Oublier de renouveler les options fiscales
Le passage à l'IS d'une SCI initialement à l'IR, ou l'option pour l'intégration fiscale, supposent des formalités précises et des délais stricts. Un envoi hors délai fait perdre le bénéfice pour l'exercice entier.
Sous-traiter sans piloter
Un dirigeant qui délègue intégralement sans comprendre les arbitrages perd la maîtrise de son dossier. Le meilleur expert-comptable ne remplace pas la lecture attentive de la liasse fiscale avant signature. Cet article a une vocation informative. Pour un montage juridique adapté à votre situation, consultez un expert qualifié.
L'optimisation fiscale entreprise 2026 tient dans une chaîne courte : diagnostic, arbitrage rémunération / dividendes, activation des dispositifs légaux, structuration éventuelle via holding, sécurisation des obligations formelles. Aucun de ces leviers n'est réservé aux grandes structures. Chacun est accessible à une TPE bien accompagnée, à condition de documenter chaque décision. Nous vous suggérons trois actions priorisées pour les prochaines semaines :
- Simuler dès maintenant deux ou trois scénarios de rémunération / dividendes sur votre bénéfice prévisionnel de clôture.

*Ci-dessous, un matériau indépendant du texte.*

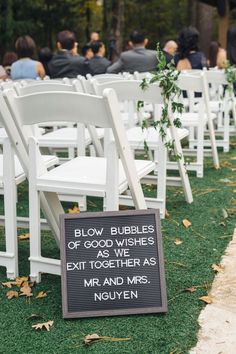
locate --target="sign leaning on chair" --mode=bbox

- Vérifier votre éligibilité au taux réduit d'IS à 15 %, au CIR, au statut JEI ou à une exonération territoriale selon votre secteur et votre implantation.
- Cadenasser vos obligations formelles : dépôt des comptes annuels dans les délais, liasse fiscale cohérente, procès-verbaux d'assemblée générale à jour.
Ces trois actions ne représentent qu'un point de départ. Elles offrent toutefois le meilleur rapport entre effort de mise en œuvre et sécurité fiscale sur l'exercice.